The New SAP Talent Economy
More companies are looking for people who can work within SAP Build and understand AI agent design, but also those who can bridge the gap between technical teams and business units.
That means roles are becoming more fluid. Some consultants are becoming what you might call “AI product owners”, responsible for overseeing agents from design through to business adoption.
The skills that get you hired are changing too. Knowing how to create reusable skills in Skill Builder, or how to guide a team through agent lifecycle management, adds a layer of value that module-focused profiles don’t always offer.
At the same time, consulting tasks that are currently routine are the first things likely to be absorbed by AI agents. That doesn’t mean these jobs disappear entirely, but they won’t command the same rates or demand unless part of broader design or advisory capabilities.
SAP Ecosystem And Marketplace Dynamics
One part of the ecosystem that deserves attention is the growing AI Agent Store.
SAP is moving toward a model where agents and skills can be shared, adapted, and even sold. For developers and consultancies, this creates a new kind of asset: reusable logic.
If you’ve built a pricing recommendation agent for a client, there’s a chance it could be adapted and reused elsewhere. That kind of reuse isn’t just efficient, it could become a revenue stream if structured right: though ownership of the IP of agents and skills among consultants, their employers and partners will get very complicated.
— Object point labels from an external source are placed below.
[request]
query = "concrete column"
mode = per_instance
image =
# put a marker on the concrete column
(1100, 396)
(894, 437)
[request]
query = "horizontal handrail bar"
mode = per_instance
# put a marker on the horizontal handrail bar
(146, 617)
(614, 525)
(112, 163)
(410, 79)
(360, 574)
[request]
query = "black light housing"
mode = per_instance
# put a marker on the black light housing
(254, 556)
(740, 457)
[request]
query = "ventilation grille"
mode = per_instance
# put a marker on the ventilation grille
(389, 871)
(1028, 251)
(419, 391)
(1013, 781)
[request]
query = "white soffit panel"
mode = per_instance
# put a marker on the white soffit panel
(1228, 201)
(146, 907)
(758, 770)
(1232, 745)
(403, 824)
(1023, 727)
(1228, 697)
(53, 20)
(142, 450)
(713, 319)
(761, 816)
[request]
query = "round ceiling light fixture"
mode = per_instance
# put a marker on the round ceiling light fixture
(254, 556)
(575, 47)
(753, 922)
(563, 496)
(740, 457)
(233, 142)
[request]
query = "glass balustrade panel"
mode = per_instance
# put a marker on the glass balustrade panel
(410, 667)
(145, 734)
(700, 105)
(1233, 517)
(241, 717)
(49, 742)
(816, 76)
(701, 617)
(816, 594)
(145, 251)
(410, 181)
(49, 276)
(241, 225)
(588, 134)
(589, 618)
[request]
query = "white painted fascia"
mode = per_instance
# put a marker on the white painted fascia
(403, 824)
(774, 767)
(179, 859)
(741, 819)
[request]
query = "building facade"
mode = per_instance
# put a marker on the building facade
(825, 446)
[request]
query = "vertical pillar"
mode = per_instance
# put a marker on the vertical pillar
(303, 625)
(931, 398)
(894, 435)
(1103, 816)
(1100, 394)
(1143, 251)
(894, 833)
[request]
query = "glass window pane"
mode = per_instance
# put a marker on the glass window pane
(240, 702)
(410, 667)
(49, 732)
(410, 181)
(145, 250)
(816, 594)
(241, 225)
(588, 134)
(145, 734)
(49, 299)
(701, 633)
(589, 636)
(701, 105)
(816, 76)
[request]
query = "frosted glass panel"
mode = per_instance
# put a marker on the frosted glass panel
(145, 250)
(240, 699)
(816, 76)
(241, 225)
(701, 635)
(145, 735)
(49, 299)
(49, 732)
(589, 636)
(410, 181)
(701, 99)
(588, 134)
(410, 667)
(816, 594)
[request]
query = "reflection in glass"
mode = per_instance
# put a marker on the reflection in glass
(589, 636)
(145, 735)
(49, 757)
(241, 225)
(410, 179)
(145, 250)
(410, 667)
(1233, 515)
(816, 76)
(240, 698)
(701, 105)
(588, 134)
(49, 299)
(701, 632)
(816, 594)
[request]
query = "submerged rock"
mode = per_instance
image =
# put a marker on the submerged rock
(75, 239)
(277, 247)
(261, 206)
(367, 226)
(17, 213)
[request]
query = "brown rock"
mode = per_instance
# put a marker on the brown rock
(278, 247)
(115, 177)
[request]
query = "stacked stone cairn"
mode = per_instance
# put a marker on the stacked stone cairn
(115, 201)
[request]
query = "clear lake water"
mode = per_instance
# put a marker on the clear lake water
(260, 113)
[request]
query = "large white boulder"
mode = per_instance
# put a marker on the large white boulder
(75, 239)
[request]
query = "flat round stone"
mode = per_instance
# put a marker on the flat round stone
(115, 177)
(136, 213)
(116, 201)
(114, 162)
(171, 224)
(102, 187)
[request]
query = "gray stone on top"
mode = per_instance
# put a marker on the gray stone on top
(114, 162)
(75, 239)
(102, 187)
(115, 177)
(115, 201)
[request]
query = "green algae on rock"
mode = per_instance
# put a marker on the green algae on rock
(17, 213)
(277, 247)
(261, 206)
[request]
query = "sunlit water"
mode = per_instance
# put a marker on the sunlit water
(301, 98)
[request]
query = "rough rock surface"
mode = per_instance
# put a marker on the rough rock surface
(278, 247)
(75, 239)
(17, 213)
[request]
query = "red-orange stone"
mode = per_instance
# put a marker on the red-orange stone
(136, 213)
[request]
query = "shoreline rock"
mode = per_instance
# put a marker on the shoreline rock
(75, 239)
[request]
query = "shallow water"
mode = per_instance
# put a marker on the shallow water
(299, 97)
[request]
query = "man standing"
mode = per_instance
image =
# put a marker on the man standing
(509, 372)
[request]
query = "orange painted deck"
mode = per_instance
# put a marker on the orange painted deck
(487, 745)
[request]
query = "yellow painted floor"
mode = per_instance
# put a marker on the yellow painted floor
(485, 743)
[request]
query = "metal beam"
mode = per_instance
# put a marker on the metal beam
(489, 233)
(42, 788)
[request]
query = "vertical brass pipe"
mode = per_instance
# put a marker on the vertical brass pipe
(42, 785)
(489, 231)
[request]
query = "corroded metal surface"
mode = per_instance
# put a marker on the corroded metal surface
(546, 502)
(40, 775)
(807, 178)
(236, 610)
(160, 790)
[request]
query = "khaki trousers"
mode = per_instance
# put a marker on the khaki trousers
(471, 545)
This also means clients will expect more out-of-the-box functionality. Consultants will need to help clients select, adapt, and deploy prebuilt agents, while still maintaining control over quality and relevance.
The platform is becoming more interoperable as well. With SAP opening up connections to platforms like Microsoft 365, AWS, and Databricks, agents are no longer restricted to the SAP landscape. They can act on insights from outside systems and bring that data back into SAP for action. That opens new project opportunities, especially in analytics, supply chain optimization, and service management.
Building The Skills… To Build Skills
SAP Learning Hub and community forums have enough material to get started, but hands-on experience counts more.
Begin by creating a few basic agents in Joule Studio. Understand how to structure a skill. Play with how different parts of a business process can be broken down and reassembled with AI support.
Don’t wait for a project to introduce you to these tools. If you can, set up a sandbox and experiment. Try replicating something you’ve previously built, this time using agents and skills instead of scripts and batch jobs. Then look at what changed. What was easier? What was harder? That’s where the real learning starts.
It’s also worth considering where you want your career to go. Some consultants will become specialists in agent orchestration. Others will focus on integration or governance. The point is to pick a direction and start building your knowledge now, before clients start asking for it.
SAP’s shift toward AI development through Joule Studio and Skill Builder is part of a new phase in how SAP systems are designed, built, and run.
This fundamental change requires consultants and developers to rethink what makes their work valuable, and how they can contribute to systems that are smart, adaptive, modular, and built to move with the business.
Those who take that seriously, and begin to develop the skills and thinking it demands, are the ones most likely to find their place in this brave new SAP world.